Learn how to make Strawberry Pavlova, a very simple and easy-to-make recipe.
Prep Time20 minutes
Cook Time1 hour
Cooling Time2 hours
Total Time3 hours 20 minutes
Course: Dessert
Cuisine: Australian, New Zealand
Keyword: Meringue Desserts, Pavloava, Strawberry Pavlova
Servings: 4 to 6
Author: kanthi

Ingredients

For the Meringue

  • 4 large egg whites at room temperature
  • 1/8 teaspoon salt
  • 1 teaspoon vinegar or 1/4 cream of tarter
  • 200 g superfine sugar
  • 1 teaspoon corn starch sifted
  • 1/2 teaspoon vanilla extract or essence

For Whipped Cream

  • 200 ml heavy cream
  • 80 g sugar

For Topping

  • 10 to 15 strawberries hulled and sliced
  • 2 tablespoon strawberry jam
  • 1 tablespoon hone

Instructions

PREPARATION

  • Preheat the oven to 130 C.
  • Whisk together the sugar and cornstarch in a small bowl and set aside.
  • Coat a baking tray with cooking spray and line it with parchment. Draw a 20 cm circle in the center of the parchment using a cake pan or bowl. Flip the paper so the pencil side is down. Set aside until ready to use.

MAKE THE MERINGUE

  • Add the egg whites to a very clean large glass bowl.
  • Using a hand-held electric mixer, beat the egg whites with salt on medium-high speed until soft peaks start to form, about 2 minutes.
  • Add the vinegar (or 1/2 teaspoon cream of tart) and whisk for 1 minute to combine.
  • Add the cornstarch-sugar mixture in 4 to 5 additions, about 1 tablespoon at a time, to the egg whites, beating the mixture in between each addition. This will take about 5 minutes.
  • Add the vanilla and beat until well incorporated. Continue beating until stiff peaks form, about 1 minute more. You should be able to hold the bowl upside-down without the egg whites falling.

SHAPE THE MERINGUE

  • Use an offset spatula and the back of the spoon to shape the meringue.
  • Pile the meringue in the center of the circle drawn on the parchment.
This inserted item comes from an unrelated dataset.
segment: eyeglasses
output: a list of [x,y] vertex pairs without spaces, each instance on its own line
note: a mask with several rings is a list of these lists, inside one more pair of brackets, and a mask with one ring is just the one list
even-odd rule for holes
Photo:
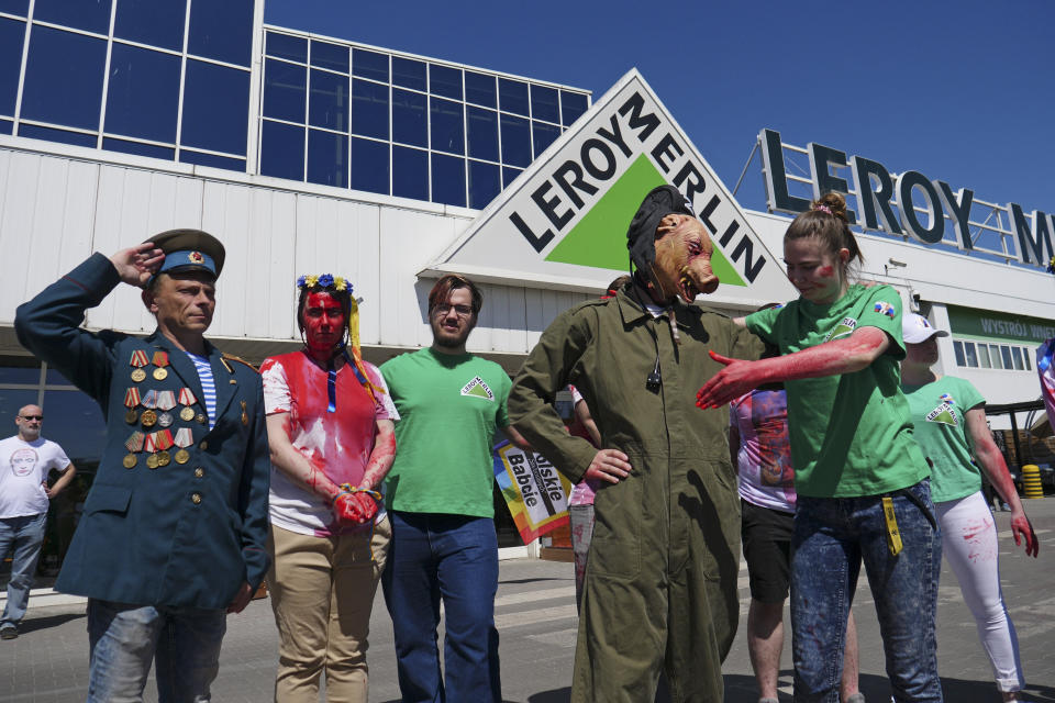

Use the back of a spoon to spread it into a round about 5 cm high around the edge and then create a little dip in the top.
  • Put the meringue in the oven, and reduce the heat to 100 C. Bake for about 1 hour until crisp, dry, and slightly tan on the outside.
  • Turn off the oven but leave the pavlova in the inside of the oven to cool for about 2 hours. Open the oven door slightly with the help of a spoon or something like that to help the warm air to escape.
  • The pavlovas are done when the outside is slightly crisp while the inside is still soft. Allow them to cool completely on a wire rack.

MAKE THE WHIPPED CREAM

  • Once the meringue is cold, and before serving, prepare the whipped cream by whisking the heavy cream and sugar until stiff peaks form.

PREPARE THE STRAWBERRIES

  • Wash the strawberries and then pat them dry with paper towels, making sure to absorb as much water as possible.
  • Remove the hull and slice the strawberries. I cut a few of them into halves.

ASSEMBLE

  • Carefully peel off the parchment and place the pavlovas on a serving platter or cake board before topping. Then, spread the whipped cream on the meringue. Arrange the strawberries on the whipped cream as you like.
  • Mix the jam and honey in a small bowl. Drizzle it over Pavlova as you like.
  • Your Pavlova is ready to serve! Serve & Enjoy!